WE Vintners Reserve are a good 4-week kit. The Gewurztraminer comes with an F-pack to sweeten it. Should be a nice wine, ready to drink fairly soon. 

Steve


----------



## Todd (Nov 6, 2006)

cpfan said:


> Todd:
> 
> WE Vintners Reserve are a good 4-week kit. The Gewurztraminer comes with an F-pack to sweeten it. Should be a nice wine, ready to drink fairly soon.
> 
> Steve



great that is what I'm looking for, we will need to build up our stock before I get into any longer aged wines. She likes to drink.. lol. These should be ready to drink in 28 days right? 

One of the sites I found the guy made 5 gallons with a 6 gallon kit, said he thought it gave a better body, is this worth trying or just follow the directions the first time? I ask because I have a 5 gallon carboy already. 

Todd


----------



## cpfan (Nov 6, 2006)

Todd said:


> great that is what I'm looking for, we will need to build up our stock before I get into any longer aged wines. She likes to drink.. lol. These should be ready to drink in 28 days right?
> 
> One of the sites I found the guy made 5 gallons with a 6 gallon kit, said he thought it gave a better body, is this worth trying or just follow the directions the first time? I ask because I have a 5 gallon carboy already.
> 
> Todd



Well I don't think that they are ready to drink in 28 days. Depends on questions like filtering, and your tatse buds. Whites will be ready sooner than reds. Of cousre, many of my customers start drinking the wines made in my Brew on Premises right away. Then I hear comments like 'the last bottles were much better'.
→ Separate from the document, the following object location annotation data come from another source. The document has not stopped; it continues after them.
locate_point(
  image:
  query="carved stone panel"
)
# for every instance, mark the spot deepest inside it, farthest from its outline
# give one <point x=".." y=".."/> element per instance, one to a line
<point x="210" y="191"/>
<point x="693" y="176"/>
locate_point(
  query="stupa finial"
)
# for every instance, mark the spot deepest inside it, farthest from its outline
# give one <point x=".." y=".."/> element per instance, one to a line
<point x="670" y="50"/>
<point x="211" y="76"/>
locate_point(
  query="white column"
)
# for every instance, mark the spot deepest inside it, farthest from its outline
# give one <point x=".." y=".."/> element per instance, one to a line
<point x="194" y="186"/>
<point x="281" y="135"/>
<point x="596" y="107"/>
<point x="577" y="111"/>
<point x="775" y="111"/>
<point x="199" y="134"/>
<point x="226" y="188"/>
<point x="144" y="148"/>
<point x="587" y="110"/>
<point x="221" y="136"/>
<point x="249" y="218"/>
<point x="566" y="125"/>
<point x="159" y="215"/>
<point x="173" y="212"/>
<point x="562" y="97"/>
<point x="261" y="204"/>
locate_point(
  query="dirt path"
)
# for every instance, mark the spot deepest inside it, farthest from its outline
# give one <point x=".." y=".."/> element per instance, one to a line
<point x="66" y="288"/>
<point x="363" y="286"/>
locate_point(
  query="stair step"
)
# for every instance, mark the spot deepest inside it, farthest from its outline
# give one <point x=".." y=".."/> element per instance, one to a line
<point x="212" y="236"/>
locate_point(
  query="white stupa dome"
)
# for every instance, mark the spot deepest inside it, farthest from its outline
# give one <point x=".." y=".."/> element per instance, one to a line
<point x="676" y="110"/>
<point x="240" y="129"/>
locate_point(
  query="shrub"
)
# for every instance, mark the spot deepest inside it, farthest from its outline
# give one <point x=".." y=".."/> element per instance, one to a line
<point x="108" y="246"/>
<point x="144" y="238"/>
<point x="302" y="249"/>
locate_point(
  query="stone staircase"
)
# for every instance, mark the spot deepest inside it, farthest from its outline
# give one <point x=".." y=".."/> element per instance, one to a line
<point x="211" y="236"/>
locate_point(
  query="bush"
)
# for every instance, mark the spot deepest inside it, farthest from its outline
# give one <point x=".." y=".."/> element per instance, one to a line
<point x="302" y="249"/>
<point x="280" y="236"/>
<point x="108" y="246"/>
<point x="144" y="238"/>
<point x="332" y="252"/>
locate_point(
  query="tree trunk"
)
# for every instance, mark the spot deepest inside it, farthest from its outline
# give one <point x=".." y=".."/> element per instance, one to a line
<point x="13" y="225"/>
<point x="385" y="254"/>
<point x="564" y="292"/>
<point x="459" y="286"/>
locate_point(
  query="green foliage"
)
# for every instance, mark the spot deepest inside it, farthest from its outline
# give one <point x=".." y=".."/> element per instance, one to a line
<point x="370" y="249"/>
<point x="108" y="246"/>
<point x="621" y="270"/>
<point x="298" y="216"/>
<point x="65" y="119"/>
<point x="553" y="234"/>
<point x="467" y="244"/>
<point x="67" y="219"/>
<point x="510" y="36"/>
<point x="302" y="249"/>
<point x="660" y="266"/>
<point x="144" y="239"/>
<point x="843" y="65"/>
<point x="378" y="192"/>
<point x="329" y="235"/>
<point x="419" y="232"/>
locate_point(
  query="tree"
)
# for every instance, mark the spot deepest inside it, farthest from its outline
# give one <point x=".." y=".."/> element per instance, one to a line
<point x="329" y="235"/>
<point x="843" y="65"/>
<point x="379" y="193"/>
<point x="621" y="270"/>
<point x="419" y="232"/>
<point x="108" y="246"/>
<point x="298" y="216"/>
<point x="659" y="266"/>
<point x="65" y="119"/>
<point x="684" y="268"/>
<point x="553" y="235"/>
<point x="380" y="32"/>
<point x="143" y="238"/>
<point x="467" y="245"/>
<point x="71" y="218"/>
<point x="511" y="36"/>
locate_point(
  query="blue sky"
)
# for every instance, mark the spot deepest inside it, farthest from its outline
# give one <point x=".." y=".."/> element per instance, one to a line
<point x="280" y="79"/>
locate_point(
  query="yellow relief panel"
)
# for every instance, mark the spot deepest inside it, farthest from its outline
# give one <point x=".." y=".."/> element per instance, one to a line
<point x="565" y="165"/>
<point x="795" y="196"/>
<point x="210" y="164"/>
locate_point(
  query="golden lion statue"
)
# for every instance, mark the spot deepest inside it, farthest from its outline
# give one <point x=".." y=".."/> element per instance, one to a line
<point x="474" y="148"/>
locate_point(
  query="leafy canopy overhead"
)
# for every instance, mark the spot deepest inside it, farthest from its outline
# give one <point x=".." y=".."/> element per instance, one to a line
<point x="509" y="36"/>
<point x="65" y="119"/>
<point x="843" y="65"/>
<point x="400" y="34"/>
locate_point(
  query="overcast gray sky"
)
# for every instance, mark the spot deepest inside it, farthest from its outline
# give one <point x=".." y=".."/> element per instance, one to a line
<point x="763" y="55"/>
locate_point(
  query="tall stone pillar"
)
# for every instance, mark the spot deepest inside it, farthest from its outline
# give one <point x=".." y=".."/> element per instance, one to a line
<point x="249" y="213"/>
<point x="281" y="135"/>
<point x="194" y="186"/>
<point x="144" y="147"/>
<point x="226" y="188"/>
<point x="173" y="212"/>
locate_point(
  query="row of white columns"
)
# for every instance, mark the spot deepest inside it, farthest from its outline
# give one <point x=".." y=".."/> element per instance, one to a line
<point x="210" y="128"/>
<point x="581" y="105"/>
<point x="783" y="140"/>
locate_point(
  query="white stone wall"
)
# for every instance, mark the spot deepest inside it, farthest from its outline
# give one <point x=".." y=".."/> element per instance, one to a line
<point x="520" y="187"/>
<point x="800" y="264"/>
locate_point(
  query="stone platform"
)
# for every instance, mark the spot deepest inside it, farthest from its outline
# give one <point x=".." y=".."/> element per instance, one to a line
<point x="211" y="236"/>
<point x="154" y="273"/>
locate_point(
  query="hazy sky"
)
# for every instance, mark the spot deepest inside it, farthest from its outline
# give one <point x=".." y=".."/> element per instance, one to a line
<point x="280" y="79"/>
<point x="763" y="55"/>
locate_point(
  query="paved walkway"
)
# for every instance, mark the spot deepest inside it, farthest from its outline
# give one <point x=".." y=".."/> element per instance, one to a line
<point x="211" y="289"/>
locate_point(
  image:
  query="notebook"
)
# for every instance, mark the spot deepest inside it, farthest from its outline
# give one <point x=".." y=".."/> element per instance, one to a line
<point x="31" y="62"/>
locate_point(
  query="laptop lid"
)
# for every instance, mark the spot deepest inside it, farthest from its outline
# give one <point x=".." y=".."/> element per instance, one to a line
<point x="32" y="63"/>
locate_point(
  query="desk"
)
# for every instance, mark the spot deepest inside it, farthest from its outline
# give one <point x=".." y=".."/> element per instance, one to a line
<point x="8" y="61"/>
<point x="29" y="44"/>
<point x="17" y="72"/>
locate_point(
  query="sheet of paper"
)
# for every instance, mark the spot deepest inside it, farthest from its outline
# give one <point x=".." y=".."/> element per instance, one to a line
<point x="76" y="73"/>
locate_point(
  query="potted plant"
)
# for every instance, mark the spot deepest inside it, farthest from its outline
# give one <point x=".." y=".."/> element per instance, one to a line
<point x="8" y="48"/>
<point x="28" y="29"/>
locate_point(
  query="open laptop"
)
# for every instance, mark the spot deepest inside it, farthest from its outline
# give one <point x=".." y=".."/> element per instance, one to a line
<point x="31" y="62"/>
I do not recommend making as a 5 gallon kit. The Winexpert tech guru also does not recommend it. As you read, some people do it. In a white, the acidity will be off, the alcohol higher, and more sulphites in the wine. In addition reds will feature higher tannins. Perhaps other differences. You would probably need more aging.

Steve


----------



## Todd (Nov 6, 2006)

cpfan said:


> Well I don't think that they are ready to drink in 28 days. Depends on questions like filtering, and your tatse buds. Whites will be ready sooner than reds. Of cousre, many of my customers start drinking the wines made in my Brew on Premises right away. Then I hear comments like 'the last bottles were much better'.
> 
> I do not recommend making as a 5 gallon kit. The Winexpert tech guru also does not recommend it. As you read, some people do it. In a white, the acidity will be off, the alcohol higher, and more sulphites in the wine. In addition reds will feature higher tannins. Perhaps other differences. You would probably need more aging.
> 
> Steve




Thanks for the input. I'll do my best to follow the directions. Any thoughts on using the T corks for short term storage. less than six months I would guess.


----------



## cpfan (Nov 6, 2006)

Todd:

There are several types of T corks, some better than others. I have several customers who are pleased with the ones that they use. There are some new ones made with from synthetic cork with a plastic top. No real experience with them yet, but they look to be a better seal.

Steve


----------



## Caplan (Nov 6, 2006)

I'm personally not sold on the concept of T corks for long term storage (yet). If you want give them a go then the plastic top and synthetic cork versions would be the better option to try.


----------



## Todd (Nov 7, 2006)

Caplan said:


> I'm personally not sold on the concept of T corks for long term storage (yet). If you want give them a go then the plastic top and synthetic cork versions would be the better option to try.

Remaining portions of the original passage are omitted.